ベンチが三つ並んでいて、花壇が公園を囲んでる。今は寒くて何も咲いてないけど、春になると何かの花が咲く。
公園の中心には一台のブランコ。
あれを二人で漕いでいた。あの子に恋をしていた。
二人並んで、きぃきぃと鳴くブランコを、青空に飛び出していきそうなくらいに漕いだ。
久しぶりに腰をかける。ギィ…と鳴くブランコ。私たちが歳をとるように、ブランコも、歳をとるみたいだ。

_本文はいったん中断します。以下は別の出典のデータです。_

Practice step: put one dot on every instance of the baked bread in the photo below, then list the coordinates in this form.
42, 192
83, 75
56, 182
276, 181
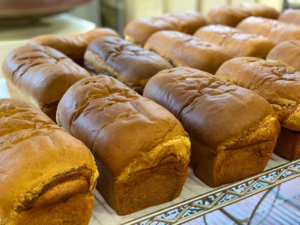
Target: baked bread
47, 176
276, 31
235, 42
40, 75
288, 144
290, 16
123, 60
185, 50
73, 46
286, 54
231, 15
233, 130
278, 85
138, 31
141, 150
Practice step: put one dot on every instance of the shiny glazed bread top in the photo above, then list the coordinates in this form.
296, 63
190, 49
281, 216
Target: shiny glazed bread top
124, 130
42, 73
275, 30
72, 45
286, 54
138, 31
219, 114
231, 15
135, 64
40, 163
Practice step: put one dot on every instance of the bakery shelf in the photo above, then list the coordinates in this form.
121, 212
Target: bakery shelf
204, 199
196, 199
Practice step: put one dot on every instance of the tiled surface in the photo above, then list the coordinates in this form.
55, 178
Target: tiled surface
103, 214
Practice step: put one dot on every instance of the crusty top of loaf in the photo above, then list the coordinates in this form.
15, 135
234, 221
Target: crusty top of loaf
290, 16
35, 156
231, 15
140, 30
286, 54
279, 85
212, 111
42, 73
274, 30
123, 129
190, 50
236, 42
132, 62
72, 45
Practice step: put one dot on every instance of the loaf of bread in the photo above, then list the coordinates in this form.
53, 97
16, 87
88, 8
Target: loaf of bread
141, 150
288, 144
73, 46
47, 176
41, 75
290, 16
123, 60
231, 15
286, 54
278, 85
276, 31
233, 130
138, 31
235, 42
184, 50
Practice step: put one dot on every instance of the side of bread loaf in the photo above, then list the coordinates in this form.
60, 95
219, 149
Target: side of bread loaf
138, 31
231, 15
185, 50
286, 54
278, 85
142, 150
40, 75
290, 16
236, 42
233, 130
275, 30
127, 62
73, 46
46, 174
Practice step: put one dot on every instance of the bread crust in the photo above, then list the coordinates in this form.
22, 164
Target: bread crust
73, 46
231, 15
227, 124
286, 54
278, 85
235, 42
275, 30
185, 50
290, 16
134, 140
138, 31
111, 56
46, 173
41, 75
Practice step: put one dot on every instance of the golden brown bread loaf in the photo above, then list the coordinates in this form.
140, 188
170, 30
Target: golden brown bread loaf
290, 16
185, 50
138, 31
141, 150
288, 144
235, 42
73, 46
276, 31
286, 54
40, 75
233, 130
231, 15
127, 62
47, 176
278, 85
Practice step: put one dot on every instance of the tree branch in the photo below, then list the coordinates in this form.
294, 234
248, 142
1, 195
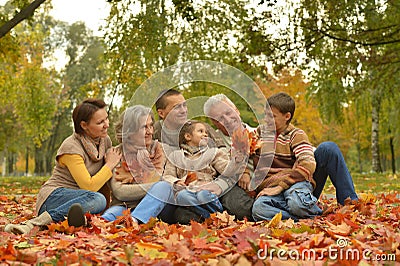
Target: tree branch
23, 14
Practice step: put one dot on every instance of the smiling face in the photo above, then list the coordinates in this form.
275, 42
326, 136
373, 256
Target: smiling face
175, 112
97, 125
144, 135
225, 117
197, 136
280, 119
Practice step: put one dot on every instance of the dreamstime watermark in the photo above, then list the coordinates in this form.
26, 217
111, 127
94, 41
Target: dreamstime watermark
338, 252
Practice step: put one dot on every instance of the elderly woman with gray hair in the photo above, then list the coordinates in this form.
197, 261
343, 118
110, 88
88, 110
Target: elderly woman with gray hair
136, 182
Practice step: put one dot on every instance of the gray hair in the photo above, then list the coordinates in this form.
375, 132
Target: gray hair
215, 99
128, 121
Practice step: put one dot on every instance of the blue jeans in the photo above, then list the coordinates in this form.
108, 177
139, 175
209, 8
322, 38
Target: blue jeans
204, 202
296, 202
330, 162
152, 205
61, 199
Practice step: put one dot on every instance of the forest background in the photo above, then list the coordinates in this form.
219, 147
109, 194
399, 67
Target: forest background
339, 60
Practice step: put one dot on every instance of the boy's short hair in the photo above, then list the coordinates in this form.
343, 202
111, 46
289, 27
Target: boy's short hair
283, 102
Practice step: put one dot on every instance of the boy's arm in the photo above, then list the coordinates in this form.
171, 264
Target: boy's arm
303, 168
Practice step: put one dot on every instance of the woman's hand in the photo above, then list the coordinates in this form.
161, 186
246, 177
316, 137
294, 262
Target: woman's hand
270, 191
113, 157
244, 181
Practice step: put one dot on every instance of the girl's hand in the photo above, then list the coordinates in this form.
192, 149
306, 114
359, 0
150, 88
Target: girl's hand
113, 157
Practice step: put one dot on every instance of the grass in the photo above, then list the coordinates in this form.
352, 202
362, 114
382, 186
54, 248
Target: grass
364, 183
19, 185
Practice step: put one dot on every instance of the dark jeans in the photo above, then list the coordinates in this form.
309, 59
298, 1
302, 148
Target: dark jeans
236, 202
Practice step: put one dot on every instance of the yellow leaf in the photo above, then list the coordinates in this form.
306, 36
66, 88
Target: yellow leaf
367, 197
275, 220
151, 251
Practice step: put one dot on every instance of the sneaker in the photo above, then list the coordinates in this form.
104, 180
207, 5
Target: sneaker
76, 217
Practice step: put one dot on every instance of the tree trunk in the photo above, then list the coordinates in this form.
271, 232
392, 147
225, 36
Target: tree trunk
359, 157
376, 163
392, 154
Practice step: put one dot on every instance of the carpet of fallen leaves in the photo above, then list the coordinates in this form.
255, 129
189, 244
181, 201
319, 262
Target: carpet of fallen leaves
360, 233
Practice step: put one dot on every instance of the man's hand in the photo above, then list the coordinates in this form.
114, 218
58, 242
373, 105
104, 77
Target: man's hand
180, 184
212, 187
270, 191
244, 181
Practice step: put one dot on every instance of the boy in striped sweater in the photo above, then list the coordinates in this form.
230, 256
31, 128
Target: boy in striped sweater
288, 183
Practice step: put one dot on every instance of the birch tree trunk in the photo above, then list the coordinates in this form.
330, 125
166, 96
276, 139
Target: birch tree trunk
376, 102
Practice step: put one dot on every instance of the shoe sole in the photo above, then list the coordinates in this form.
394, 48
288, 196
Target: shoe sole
76, 217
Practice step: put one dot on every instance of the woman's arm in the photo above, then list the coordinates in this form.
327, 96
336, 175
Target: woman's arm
128, 192
79, 172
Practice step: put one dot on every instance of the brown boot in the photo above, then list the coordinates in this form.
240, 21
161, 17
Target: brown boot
76, 217
26, 227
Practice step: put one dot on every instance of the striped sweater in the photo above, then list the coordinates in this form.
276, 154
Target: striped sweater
293, 160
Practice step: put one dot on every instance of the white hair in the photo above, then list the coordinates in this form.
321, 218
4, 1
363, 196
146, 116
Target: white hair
215, 99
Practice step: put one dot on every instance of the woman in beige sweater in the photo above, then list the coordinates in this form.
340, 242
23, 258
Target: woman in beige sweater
136, 183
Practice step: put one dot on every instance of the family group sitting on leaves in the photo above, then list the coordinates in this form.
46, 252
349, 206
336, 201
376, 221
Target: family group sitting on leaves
180, 170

空を見上げると、藍色の空に、白く瞬く星が散らばっている。
あの時とは違う空。あの時とは違うブランコ。あの時とは違う私。
あいつ、元気かな。まぁ、どこにいっても元気だろ。
そんなふうに昔の記憶を思い出して、空を見上げながら穏やかに笑う。
一つため息。ゆっくり立ち上がる。キリキリ…と、チェーンが擦れる音がする。
このブランコは、来週で取り壊されるそうだ。あいつとの思い出も、これでなくなる。
空から見ていて。ブランコに乗りながら。あの頃のように、笑顔でさ。私も、あとちょっとで、そっちに行くから、その時は、あの頃のように、10年前のように、ブランコに並んで座ろう。
約束だ。そう言って、ブランコの前に立つ。一瞬だけ、笑うあいつがブランコに座っているのが見えたのは、気のせいだと思う。